Durant ces semaines de controverses, l'hypothèse d'un «plan B», c'est-à-dire du remplacement de François Fillon par un autre candidat à l'élection présidentielle a été suggérée, voire réclamée à de nombreuses reprises par des membres du parti Les Républicains. Si certains ont joué l’unité de façade, Georges Fenech, député LR du Rhône, a carrément appelé Alain Juppé puis François Baroin à remplacer l'actuel candidat de la droite. Depuis sa mise en examen et les trois juges d’instructions qu’il a désormais sur le dos, François Fillon voit ses soutiens le quitter les uns après les autres. L’hémorragie est telle que le site web de Libération a même mis en ligne «Le compteur des lâcheurs de Fillon». Lors de la dernière mise à jour, le 7 mars à 13h, ils étaient 305.

C’est dans ce contexte peu favorable, sinon catastrophique, que l’ancien Premier ministre a souhaité faire une démonstration de force en réunissant ses partisans sur la place du Trocadéro à Paris le 5 février. Et quoi de mieux pour asseoir une légitimité chancelante que de rassembler une foule monstre ? Si des dizaines de milliers de personnes ont répondu à l’appel, le chiffre de 200 000 manifestants martelé par François Fillon et ses proches tient plus de l’incantation que de la réalité.

L’épisode relaté par Quotidien est très significatif. Les termes employés sont clairs : «Il faut dire 200 000 !» Comme si apparaître capable de rassembler autant de partisans était vital pour garder aux yeux de l'opinion publique une aura de présidentiable.

Sarkozy et Trump avant lui

Cet épisode fait ironiquement écho à la mobilisation organisée par Nicolas Sarkozy entre les deux tours de l’élection présidentielle en 2012. Alors qu’il se trouvait en difficulté face à François Hollande, le président sortant avait souhaité faire un pied-de-nez à la traditionnelle manifestation des syndicats du 1er mai. Ces derniers étant largement acquis à la cause de son adversaire, le locataire de l’Elysée voulait une «vraie fête du travail» réunissant ses partisans sur… la place du Trocadéro.

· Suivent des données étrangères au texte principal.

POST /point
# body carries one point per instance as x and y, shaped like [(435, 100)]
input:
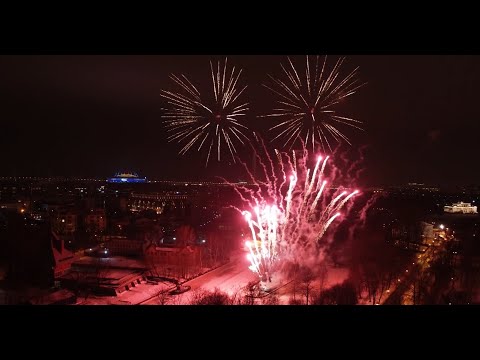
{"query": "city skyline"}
[(89, 116)]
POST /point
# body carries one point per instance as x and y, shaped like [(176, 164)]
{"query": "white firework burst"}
[(307, 103), (193, 119)]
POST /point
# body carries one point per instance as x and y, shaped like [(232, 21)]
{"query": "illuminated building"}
[(95, 221), (126, 178), (460, 208)]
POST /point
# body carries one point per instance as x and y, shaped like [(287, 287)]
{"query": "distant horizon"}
[(214, 180)]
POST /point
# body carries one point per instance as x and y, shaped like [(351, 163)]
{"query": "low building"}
[(126, 178), (120, 245), (460, 208), (95, 221)]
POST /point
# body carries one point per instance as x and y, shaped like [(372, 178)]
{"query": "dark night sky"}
[(95, 115)]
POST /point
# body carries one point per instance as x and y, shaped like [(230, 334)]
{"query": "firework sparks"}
[(289, 221), (307, 103), (197, 122)]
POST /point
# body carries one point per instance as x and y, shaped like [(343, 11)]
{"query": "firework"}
[(197, 121), (307, 103), (290, 213)]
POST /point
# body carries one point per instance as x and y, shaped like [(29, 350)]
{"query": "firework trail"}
[(307, 103), (287, 222), (196, 121)]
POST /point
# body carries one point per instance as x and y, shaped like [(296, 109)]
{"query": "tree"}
[(340, 294), (307, 278), (185, 235), (215, 297)]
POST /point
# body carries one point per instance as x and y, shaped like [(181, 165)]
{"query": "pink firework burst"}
[(290, 212)]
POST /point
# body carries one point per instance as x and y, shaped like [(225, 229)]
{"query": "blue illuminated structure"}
[(125, 178)]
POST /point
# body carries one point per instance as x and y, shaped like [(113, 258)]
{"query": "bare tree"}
[(307, 278)]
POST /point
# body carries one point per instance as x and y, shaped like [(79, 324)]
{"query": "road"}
[(421, 265)]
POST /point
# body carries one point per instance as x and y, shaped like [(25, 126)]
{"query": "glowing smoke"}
[(291, 211)]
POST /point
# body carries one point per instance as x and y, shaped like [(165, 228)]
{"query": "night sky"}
[(96, 115)]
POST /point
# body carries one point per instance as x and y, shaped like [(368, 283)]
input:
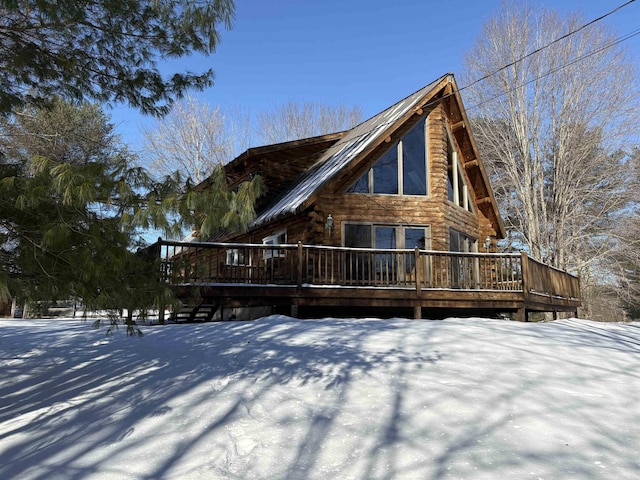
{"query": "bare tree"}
[(193, 138), (294, 120), (552, 128)]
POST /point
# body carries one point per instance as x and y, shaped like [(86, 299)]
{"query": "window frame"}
[(398, 146), (273, 240), (457, 188)]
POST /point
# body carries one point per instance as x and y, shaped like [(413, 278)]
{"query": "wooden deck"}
[(240, 275)]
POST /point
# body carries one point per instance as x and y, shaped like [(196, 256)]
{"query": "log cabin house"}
[(393, 217)]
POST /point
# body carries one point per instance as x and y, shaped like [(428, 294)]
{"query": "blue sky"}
[(354, 52)]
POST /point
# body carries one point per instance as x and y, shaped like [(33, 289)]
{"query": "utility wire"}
[(573, 32), (553, 42)]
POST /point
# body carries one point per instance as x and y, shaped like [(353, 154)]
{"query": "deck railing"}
[(298, 265)]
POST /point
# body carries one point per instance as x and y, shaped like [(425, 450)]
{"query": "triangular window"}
[(402, 170)]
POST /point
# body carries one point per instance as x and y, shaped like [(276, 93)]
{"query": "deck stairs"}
[(190, 313)]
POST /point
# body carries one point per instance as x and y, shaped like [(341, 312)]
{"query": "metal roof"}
[(342, 153)]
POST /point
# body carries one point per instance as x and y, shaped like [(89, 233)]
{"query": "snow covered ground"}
[(280, 398)]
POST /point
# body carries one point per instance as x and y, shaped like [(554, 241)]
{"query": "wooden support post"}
[(417, 272), (299, 272)]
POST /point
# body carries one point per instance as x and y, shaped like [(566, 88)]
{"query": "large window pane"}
[(416, 237), (385, 173), (362, 185), (357, 236), (414, 165), (385, 237)]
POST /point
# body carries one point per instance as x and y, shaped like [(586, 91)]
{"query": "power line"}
[(556, 69), (553, 42), (538, 50)]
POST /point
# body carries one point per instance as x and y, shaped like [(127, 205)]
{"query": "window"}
[(236, 257), (457, 190), (278, 238), (402, 170), (385, 267), (386, 236), (464, 268), (459, 242)]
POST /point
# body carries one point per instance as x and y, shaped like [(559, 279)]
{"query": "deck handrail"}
[(323, 265)]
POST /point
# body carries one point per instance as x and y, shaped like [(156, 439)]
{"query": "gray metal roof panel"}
[(340, 154)]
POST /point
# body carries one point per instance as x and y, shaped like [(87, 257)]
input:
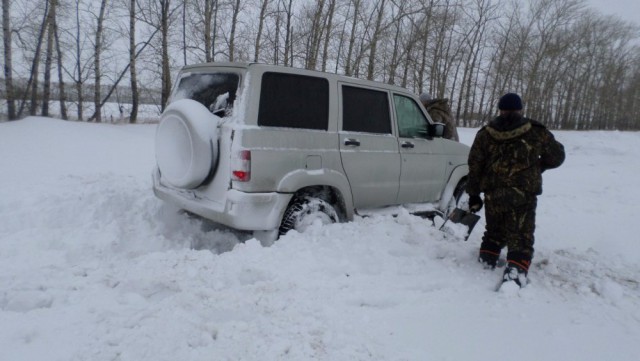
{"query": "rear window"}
[(216, 91), (294, 101), (365, 110)]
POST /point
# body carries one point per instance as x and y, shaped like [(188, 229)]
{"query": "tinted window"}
[(411, 121), (216, 91), (294, 101), (365, 110)]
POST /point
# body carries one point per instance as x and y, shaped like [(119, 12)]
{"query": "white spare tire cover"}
[(186, 143)]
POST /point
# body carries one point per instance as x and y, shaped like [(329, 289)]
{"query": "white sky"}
[(627, 9)]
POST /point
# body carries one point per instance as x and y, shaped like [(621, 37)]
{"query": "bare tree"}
[(135, 96), (261, 20), (8, 71), (234, 26), (46, 89)]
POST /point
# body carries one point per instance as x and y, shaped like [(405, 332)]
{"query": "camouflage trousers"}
[(511, 221)]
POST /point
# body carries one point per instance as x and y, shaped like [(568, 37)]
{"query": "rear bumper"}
[(239, 210)]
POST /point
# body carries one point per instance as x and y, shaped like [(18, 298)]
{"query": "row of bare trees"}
[(576, 68)]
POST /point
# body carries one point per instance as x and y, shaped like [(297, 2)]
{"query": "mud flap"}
[(462, 217)]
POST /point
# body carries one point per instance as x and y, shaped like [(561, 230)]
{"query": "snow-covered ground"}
[(94, 267)]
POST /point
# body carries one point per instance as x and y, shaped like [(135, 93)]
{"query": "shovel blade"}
[(466, 218)]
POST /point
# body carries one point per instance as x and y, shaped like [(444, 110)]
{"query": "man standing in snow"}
[(506, 162)]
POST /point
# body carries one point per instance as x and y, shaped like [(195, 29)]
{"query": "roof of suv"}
[(268, 67)]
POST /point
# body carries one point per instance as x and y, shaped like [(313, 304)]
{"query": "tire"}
[(305, 211), (186, 144), (460, 198)]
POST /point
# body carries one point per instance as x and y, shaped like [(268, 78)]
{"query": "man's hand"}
[(475, 203)]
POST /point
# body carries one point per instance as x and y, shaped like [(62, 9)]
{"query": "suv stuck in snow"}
[(269, 149)]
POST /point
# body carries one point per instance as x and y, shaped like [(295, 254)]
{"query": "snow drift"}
[(93, 267)]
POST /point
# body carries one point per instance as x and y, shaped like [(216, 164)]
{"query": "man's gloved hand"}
[(475, 203)]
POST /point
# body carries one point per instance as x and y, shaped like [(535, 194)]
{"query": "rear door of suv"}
[(422, 176), (368, 148)]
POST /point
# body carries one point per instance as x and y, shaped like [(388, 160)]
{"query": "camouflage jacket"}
[(512, 152)]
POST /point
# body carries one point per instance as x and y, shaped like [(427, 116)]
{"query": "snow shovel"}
[(461, 216)]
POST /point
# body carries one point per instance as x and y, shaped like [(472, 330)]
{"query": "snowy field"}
[(94, 267)]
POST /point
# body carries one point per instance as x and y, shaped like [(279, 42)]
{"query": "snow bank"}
[(94, 267)]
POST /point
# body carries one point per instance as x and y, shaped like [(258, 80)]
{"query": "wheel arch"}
[(328, 184), (458, 174)]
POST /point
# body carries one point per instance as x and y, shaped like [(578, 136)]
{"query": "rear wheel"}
[(306, 211)]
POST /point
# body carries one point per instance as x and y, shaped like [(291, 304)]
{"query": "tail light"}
[(241, 166)]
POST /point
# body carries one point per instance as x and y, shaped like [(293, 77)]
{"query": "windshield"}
[(216, 91)]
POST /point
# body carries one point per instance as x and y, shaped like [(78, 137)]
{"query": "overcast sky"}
[(627, 9)]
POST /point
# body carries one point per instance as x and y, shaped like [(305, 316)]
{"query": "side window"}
[(365, 110), (294, 101), (411, 121)]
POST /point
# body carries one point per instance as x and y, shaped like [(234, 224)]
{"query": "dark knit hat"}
[(510, 101)]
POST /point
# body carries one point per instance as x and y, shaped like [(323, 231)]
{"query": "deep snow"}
[(94, 267)]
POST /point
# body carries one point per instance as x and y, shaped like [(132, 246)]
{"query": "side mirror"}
[(436, 130)]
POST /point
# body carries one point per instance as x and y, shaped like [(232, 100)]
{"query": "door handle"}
[(352, 142)]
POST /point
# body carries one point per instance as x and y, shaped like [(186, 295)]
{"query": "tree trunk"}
[(61, 90), (8, 71), (35, 65), (374, 42), (96, 63), (325, 50), (133, 116), (46, 89), (263, 12), (232, 35), (288, 51), (348, 68), (166, 71)]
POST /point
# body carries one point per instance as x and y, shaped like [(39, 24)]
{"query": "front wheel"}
[(306, 211), (460, 198)]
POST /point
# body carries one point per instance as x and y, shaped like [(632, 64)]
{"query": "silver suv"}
[(269, 149)]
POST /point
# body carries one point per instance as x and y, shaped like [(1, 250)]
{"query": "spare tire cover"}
[(186, 143)]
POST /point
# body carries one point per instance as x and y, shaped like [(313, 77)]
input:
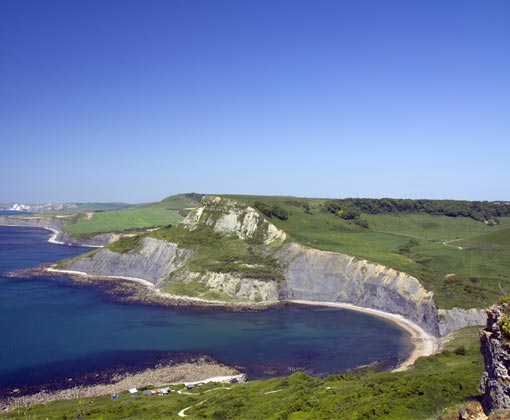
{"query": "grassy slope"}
[(433, 384), (478, 272), (163, 213)]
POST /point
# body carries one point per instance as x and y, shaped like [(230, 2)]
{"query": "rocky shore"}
[(165, 372), (131, 290)]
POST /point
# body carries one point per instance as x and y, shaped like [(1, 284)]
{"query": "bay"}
[(52, 329)]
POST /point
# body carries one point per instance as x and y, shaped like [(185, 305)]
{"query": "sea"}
[(53, 330)]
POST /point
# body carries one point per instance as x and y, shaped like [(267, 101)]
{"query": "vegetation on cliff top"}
[(222, 253), (419, 237), (170, 210), (433, 385)]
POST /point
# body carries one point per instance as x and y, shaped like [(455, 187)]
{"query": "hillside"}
[(419, 244), (171, 210)]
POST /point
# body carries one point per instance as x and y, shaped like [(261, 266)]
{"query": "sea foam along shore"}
[(424, 344), (180, 299), (182, 373), (53, 239)]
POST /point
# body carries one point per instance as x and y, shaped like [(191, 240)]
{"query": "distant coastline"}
[(424, 344)]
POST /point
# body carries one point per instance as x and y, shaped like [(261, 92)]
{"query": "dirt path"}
[(447, 243)]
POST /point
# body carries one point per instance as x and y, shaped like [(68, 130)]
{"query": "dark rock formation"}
[(495, 348)]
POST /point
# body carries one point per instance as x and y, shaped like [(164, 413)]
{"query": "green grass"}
[(479, 269), (171, 210), (122, 220), (221, 253), (432, 385)]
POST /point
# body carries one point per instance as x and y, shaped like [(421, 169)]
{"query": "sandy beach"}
[(424, 343)]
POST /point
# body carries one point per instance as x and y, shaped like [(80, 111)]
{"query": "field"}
[(422, 245), (166, 212), (121, 220), (435, 385)]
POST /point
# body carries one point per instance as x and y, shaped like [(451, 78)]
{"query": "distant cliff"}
[(184, 259), (317, 275), (57, 224)]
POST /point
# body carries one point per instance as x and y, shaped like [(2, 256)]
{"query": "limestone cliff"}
[(495, 348), (317, 275), (57, 224), (225, 215), (153, 261), (305, 273)]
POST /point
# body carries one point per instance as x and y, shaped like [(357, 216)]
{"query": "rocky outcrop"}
[(225, 215), (309, 274), (454, 319), (325, 276), (57, 225), (495, 348), (153, 261), (241, 287)]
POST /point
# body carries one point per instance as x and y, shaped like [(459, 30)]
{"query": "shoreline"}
[(424, 344), (203, 370), (53, 238), (155, 295)]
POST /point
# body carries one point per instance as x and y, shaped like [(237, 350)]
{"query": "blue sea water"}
[(51, 328)]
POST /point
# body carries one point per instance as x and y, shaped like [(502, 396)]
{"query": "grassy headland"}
[(421, 244), (171, 210)]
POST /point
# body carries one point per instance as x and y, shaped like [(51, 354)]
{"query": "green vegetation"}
[(120, 221), (423, 245), (222, 253), (482, 211), (270, 211), (432, 386), (126, 244), (171, 210)]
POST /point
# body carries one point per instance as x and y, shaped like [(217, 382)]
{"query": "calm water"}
[(51, 329)]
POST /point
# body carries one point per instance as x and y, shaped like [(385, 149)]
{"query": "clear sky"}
[(136, 100)]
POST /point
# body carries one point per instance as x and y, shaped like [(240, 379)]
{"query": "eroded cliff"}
[(251, 259), (153, 261), (495, 348), (57, 225), (325, 276)]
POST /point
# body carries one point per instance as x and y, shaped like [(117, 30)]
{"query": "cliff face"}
[(230, 216), (153, 261), (317, 275), (57, 224), (309, 274), (456, 318), (495, 348)]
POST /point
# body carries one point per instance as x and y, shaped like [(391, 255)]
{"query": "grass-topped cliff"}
[(423, 244), (171, 210), (458, 250)]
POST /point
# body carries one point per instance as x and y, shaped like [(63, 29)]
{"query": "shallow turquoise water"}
[(52, 329)]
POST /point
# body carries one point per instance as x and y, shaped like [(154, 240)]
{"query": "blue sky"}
[(136, 100)]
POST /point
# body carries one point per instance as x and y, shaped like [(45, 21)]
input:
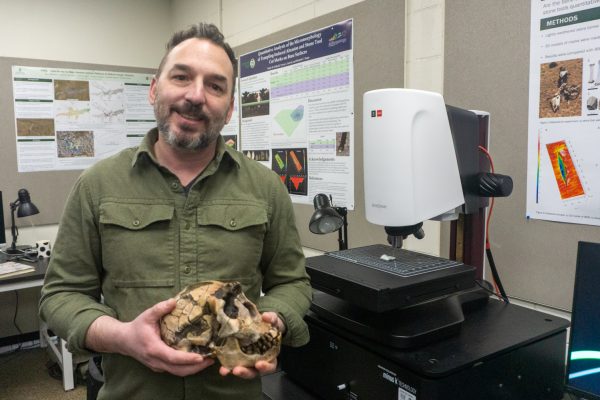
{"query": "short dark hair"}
[(200, 30)]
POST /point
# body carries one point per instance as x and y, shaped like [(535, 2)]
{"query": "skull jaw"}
[(215, 319), (231, 355)]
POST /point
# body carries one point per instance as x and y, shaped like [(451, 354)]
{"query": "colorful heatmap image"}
[(567, 178), (290, 165)]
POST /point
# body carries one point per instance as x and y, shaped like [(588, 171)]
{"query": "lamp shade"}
[(26, 207), (325, 219)]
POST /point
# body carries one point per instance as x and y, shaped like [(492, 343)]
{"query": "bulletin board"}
[(487, 68), (48, 190), (378, 63)]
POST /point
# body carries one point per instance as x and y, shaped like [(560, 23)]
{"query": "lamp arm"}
[(13, 226), (343, 231)]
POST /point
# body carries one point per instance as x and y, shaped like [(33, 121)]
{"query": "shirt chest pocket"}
[(234, 235), (138, 244)]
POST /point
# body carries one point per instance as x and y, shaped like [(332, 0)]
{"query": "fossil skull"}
[(216, 319)]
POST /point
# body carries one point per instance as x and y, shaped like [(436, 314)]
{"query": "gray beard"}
[(186, 143)]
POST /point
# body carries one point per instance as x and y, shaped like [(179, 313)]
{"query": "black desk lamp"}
[(24, 208), (327, 219)]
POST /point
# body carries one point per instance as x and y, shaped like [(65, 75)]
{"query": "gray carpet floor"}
[(24, 376)]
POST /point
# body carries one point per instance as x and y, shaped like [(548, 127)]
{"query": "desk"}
[(57, 345)]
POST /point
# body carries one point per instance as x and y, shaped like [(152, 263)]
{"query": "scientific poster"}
[(563, 162), (68, 119), (297, 112)]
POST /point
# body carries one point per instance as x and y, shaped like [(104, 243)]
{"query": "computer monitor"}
[(583, 365), (2, 228)]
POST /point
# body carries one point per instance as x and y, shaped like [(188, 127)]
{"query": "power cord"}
[(488, 250)]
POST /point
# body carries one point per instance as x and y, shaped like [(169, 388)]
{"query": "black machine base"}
[(503, 351), (402, 328)]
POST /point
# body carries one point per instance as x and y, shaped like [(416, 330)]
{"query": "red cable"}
[(489, 217)]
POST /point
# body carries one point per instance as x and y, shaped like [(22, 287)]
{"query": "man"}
[(179, 209)]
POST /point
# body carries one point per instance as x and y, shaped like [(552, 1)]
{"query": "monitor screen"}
[(2, 228), (583, 365)]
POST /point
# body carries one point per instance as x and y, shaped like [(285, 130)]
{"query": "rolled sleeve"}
[(70, 299)]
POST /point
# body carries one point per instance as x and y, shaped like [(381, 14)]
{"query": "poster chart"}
[(68, 119), (231, 131), (297, 112), (563, 153)]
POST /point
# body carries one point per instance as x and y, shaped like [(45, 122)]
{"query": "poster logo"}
[(337, 38)]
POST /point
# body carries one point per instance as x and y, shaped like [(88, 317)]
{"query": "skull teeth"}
[(261, 346)]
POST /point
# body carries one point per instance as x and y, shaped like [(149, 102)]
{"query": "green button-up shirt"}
[(131, 233)]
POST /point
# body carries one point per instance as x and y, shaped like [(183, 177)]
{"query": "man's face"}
[(192, 95)]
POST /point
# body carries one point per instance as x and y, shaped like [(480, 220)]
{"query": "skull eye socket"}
[(251, 309), (230, 309)]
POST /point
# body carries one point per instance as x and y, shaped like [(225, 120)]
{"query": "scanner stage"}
[(347, 276)]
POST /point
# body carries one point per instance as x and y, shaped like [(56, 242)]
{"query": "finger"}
[(186, 370), (243, 372), (266, 367), (179, 357), (274, 320)]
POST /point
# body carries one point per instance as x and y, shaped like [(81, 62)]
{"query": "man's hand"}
[(261, 367), (140, 339)]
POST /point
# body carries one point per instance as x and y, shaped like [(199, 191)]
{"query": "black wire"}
[(20, 346), (487, 289), (488, 252)]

Coïncidence ou ironie de l’histoire, Nicolas Sarkozy avait revendiqué 200 000 participants. Peu importe que ce nombre ait été cette fois aussi mis en doute, l’objectif était le même que pour François Fillon : démontrer une grande capacité à rassembler et donner un second souffle à sa campagne.

Outre-Atlantique, la cérémonie d’investiture de Donald Trump a été un autre exemple de polémique sur les chiffres de participation à une manifestation politique publique. Au lendemain de son élection surprise en tant que 45e président des Etats-Unis, le 8 novembre 2016, face à Hillary Clinton, le milliardaire avait dû faire face à une vague de critiques impressionnante de la part de ses adversaires et d’une majorité de la presse.

Avant la cérémonie d’investiture du 20 janvier 2017, il était déjà très contesté. Est-ce pour défendre sa légitimité qu’il a martelé dans les jours suivant son intronisation que la foule était composée «d'un million et demi de personnes» ? La question est légitime tant ce bilan semble exagéré. Certes, une photo largement diffusée sur les réseaux sociaux par ses opposants et qui montrait des pelouses clairsemées avaient été prise des heures avant le début de la cérémonie et était donc fallacieuse. Mais force est de constater que les images aériennes disponibles démontrent que Donald Trump était loin du compte… ou plutôt bien au-delà.